Month: March 2019

Kids these days…

We all remember being hard-headed as a kid. Having to learn some of our major lessons through experience and not through the wisdom of others. It’s one of the things that, as an adult, I’m now learning how to sit back and let it happen.

Working with kids can be both amazing and frustrating. Sometimes, all rolled into one moment. Working with them in a challenging sport just maximizes both ends of the spectrum. These kids put so much pressure on themselves to be perfect in this sport (competitive gymnastics) that adding pressure as a coach runs a fine line. Especially if there’s a parent on the back end complicating it.

I got lucky as a kid. Gymnastics was my sport, just as Hockey was my brother’s. Sure, my dad was a coach in his own right, but neither of us felt pressured by him so much as we learned patience from him. Neither of my parents put pressure on my performances. In fact, whenever I questioned whether or not I wanted to continue, they led me through the breaks, the restarts and let me process the frustrations. In the end, I pushed through to my first year of college and ultimately made the decision that it was time to retire and move on to my next sport.

But what I find interesting, is to see the development of where a child’s psychology comes in, as I get to see the generational intersection at competitions. There’s an extent to which I do become sad, because I’m one of those people who firmly believes in self-reflection and not passing on my bad habits to those who come after me. And in some of these cases I see that the internal work wasn’t done (or no one ever called them on the habit) and the issue just gets handed down like great grandma’s formal china.

When I see these habits, I do what I can to provide an alternative view point, counteract where I can, and hopefully stop that habit in its tracks by teaching a method of self-reflection and encouraging that. But I also have to let go when the idea doesn’t root and hope that the continuation eventually hits a point where the fact can’t be denied – whether it becomes from a positive or negative experience.

Ultimately, our goal as adults in a child’s life is two-fold: provide guidance where and when we can and be an example to strive beyond. Instead of raising them in our image, we should be teaching them how to be better than ourselves.

Seems life is getting away…

Apparently, I write, then forget to publish. Hence the multiple posts this last week. Oops. Most of that is due to the fact that I’m being flooded with spring-inspired ideas, both personally and professionally. So I pretty much dove into that pool and have been busy with that. So I guess some of you will get 2-fer-1 deals. 😀

At the moment, I’m trying to get my life in order by trying to get my house in order. It’s amazing how the inside of one’s house is a pretty good indicator of one’s internal order. As a severe introvert who works in fields where I’m required to be highly extroverted, self care has not included cleaning. It’s mostly been sitting around and allowing my brain to just zen out. I’m getting better – one room at a time.

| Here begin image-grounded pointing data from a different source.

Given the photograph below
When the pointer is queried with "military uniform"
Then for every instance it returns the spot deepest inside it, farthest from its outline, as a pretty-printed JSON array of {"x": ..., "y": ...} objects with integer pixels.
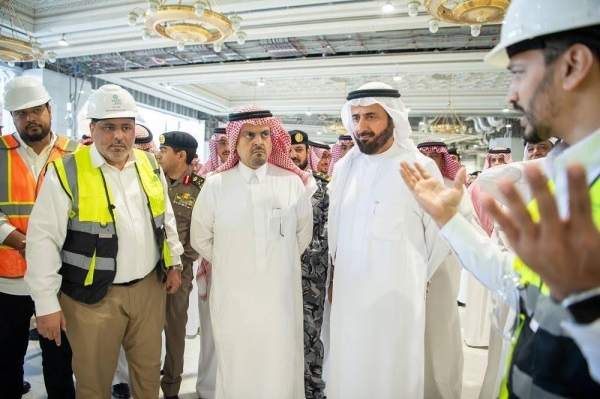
[
  {"x": 314, "y": 276},
  {"x": 182, "y": 193},
  {"x": 315, "y": 261}
]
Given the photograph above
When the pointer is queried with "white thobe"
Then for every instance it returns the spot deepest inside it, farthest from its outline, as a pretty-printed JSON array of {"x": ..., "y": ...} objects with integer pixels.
[
  {"x": 253, "y": 226},
  {"x": 385, "y": 249},
  {"x": 490, "y": 264},
  {"x": 443, "y": 339}
]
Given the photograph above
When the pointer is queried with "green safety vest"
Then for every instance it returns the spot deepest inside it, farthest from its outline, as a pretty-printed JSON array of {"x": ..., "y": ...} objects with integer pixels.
[
  {"x": 89, "y": 253},
  {"x": 545, "y": 363}
]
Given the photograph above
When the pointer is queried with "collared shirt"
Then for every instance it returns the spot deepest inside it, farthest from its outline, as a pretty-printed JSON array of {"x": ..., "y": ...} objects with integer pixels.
[
  {"x": 183, "y": 197},
  {"x": 489, "y": 264},
  {"x": 138, "y": 252},
  {"x": 35, "y": 163}
]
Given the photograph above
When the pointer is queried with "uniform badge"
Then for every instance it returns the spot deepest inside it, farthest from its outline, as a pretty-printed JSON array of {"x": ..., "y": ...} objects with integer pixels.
[{"x": 185, "y": 200}]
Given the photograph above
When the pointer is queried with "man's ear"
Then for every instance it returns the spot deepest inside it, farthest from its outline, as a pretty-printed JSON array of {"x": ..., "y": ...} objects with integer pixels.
[{"x": 576, "y": 64}]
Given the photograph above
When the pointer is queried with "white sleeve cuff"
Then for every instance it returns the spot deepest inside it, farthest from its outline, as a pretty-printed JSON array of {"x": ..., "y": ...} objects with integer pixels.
[{"x": 45, "y": 306}]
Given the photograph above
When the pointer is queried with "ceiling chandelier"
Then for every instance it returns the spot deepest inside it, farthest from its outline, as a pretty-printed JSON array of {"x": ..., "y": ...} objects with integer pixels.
[
  {"x": 17, "y": 45},
  {"x": 197, "y": 23},
  {"x": 474, "y": 13},
  {"x": 448, "y": 122}
]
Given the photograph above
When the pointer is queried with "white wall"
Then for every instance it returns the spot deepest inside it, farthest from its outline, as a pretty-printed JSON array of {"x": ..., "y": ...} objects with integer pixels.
[{"x": 57, "y": 86}]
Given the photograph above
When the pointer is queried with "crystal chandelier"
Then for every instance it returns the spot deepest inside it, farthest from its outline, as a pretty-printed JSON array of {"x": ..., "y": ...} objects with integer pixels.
[
  {"x": 465, "y": 12},
  {"x": 17, "y": 45},
  {"x": 196, "y": 23},
  {"x": 448, "y": 122}
]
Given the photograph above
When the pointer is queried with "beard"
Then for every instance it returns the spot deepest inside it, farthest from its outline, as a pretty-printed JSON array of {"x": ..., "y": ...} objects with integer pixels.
[
  {"x": 374, "y": 145},
  {"x": 36, "y": 137},
  {"x": 542, "y": 100}
]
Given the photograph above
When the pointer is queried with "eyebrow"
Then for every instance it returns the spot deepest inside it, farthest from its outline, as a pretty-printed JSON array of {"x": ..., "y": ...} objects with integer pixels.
[{"x": 366, "y": 114}]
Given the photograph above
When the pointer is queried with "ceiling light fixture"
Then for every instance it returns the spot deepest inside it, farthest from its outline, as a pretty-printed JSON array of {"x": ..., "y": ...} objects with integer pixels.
[
  {"x": 52, "y": 57},
  {"x": 388, "y": 7},
  {"x": 199, "y": 23},
  {"x": 448, "y": 122},
  {"x": 434, "y": 25},
  {"x": 468, "y": 12},
  {"x": 16, "y": 46},
  {"x": 413, "y": 8},
  {"x": 63, "y": 42},
  {"x": 475, "y": 30}
]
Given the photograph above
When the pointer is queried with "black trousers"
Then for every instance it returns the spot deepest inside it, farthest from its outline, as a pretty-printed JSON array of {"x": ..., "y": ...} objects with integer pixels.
[{"x": 15, "y": 313}]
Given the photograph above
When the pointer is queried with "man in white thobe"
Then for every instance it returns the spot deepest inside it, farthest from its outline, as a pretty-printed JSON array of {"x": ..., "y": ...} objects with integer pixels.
[
  {"x": 384, "y": 249},
  {"x": 252, "y": 221},
  {"x": 443, "y": 339}
]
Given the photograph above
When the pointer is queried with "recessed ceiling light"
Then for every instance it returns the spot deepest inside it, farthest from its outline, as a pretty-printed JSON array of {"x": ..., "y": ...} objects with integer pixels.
[{"x": 63, "y": 42}]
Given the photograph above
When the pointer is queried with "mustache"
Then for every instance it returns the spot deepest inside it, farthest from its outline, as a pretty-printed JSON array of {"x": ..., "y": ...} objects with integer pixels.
[{"x": 517, "y": 107}]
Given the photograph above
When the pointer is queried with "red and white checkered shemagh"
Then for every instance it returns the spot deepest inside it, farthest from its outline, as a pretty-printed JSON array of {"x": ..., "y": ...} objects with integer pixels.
[
  {"x": 336, "y": 154},
  {"x": 507, "y": 157},
  {"x": 314, "y": 156},
  {"x": 213, "y": 157},
  {"x": 280, "y": 140},
  {"x": 478, "y": 195},
  {"x": 451, "y": 167}
]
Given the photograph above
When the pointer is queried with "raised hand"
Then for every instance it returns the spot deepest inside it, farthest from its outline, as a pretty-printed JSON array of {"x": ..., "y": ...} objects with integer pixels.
[
  {"x": 439, "y": 201},
  {"x": 564, "y": 252}
]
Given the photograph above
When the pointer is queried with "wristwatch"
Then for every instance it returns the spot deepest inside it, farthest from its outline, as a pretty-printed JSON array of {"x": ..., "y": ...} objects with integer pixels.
[{"x": 179, "y": 268}]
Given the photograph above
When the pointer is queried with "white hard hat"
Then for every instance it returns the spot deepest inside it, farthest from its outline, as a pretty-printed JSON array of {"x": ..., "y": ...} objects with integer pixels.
[
  {"x": 24, "y": 92},
  {"x": 111, "y": 101},
  {"x": 528, "y": 19}
]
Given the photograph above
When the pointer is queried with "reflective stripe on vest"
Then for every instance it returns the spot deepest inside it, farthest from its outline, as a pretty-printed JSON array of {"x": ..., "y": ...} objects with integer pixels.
[
  {"x": 545, "y": 362},
  {"x": 90, "y": 249},
  {"x": 18, "y": 190}
]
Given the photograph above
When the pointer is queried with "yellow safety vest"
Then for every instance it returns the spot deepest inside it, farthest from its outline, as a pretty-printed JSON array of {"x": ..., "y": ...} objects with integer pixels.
[
  {"x": 545, "y": 363},
  {"x": 89, "y": 253}
]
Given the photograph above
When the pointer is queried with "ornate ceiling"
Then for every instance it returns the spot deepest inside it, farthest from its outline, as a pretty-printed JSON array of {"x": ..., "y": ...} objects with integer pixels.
[{"x": 309, "y": 54}]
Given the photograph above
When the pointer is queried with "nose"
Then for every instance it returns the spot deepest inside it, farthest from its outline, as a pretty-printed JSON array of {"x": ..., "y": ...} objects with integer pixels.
[
  {"x": 258, "y": 140},
  {"x": 360, "y": 125}
]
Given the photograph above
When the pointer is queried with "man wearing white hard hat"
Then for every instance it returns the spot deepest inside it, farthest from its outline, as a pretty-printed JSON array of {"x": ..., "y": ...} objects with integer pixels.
[
  {"x": 553, "y": 281},
  {"x": 384, "y": 249},
  {"x": 106, "y": 242},
  {"x": 23, "y": 159}
]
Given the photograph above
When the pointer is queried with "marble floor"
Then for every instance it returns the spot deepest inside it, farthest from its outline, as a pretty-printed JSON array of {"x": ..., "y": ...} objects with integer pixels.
[{"x": 474, "y": 370}]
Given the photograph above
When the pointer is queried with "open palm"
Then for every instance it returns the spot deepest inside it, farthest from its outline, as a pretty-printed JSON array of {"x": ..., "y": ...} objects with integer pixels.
[{"x": 439, "y": 201}]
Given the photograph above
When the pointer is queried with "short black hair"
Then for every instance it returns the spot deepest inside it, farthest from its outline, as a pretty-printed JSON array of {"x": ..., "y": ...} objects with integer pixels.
[{"x": 189, "y": 154}]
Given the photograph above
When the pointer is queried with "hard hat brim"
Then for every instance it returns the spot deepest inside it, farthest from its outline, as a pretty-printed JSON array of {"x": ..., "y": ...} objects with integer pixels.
[
  {"x": 114, "y": 115},
  {"x": 30, "y": 104}
]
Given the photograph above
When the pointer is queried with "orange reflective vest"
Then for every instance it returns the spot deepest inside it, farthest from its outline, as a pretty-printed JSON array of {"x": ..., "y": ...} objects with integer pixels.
[{"x": 18, "y": 190}]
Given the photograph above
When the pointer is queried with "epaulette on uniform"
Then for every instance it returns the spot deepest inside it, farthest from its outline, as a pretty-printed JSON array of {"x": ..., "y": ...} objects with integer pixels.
[
  {"x": 197, "y": 181},
  {"x": 321, "y": 176}
]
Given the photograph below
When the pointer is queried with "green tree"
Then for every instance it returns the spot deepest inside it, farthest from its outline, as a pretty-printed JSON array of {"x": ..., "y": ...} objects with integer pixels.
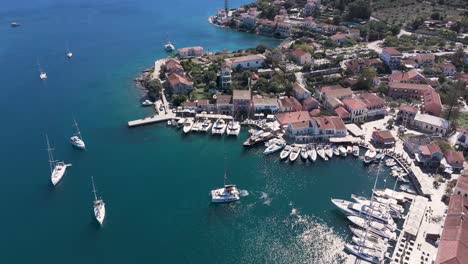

My husband did a deep clean up of the squirrel room, put all the wood and tree branches she had to eat and climb around on outside. The room looks good and is ready for us to start looking at the renovations. I made sense of our kitchen table, since I tend to bring all the outside table things in during winter. Slowly, slowly.

The mind has been occupied with some of the things I want to do, and some of the things I have to do. Taxes has taken a large chunk, trying to find the money for my new certifications while weathering the changes at the office that put me on a short-term bind doesn’t help. But I think I’ll get through it. I’ve had a lot of signs come my way, discussing work/life balance, whether it exists and what the future brings for folks in the US. I am concerned. But I also see where I need to go and I’m working towards that end. Down to trying to figure out a week, here soon, where I can take time off of my office and focus on myself and the things I need to get done outside of there. But it is looking good, I’ll say that much. Hoping that effort will resonate out and back in.

I also need to get back into the habit of scheduling my days. I’ve been slacking on that, hence my posting getting a little erratic. But I won’t promise, yet. Just know that I’m working on it.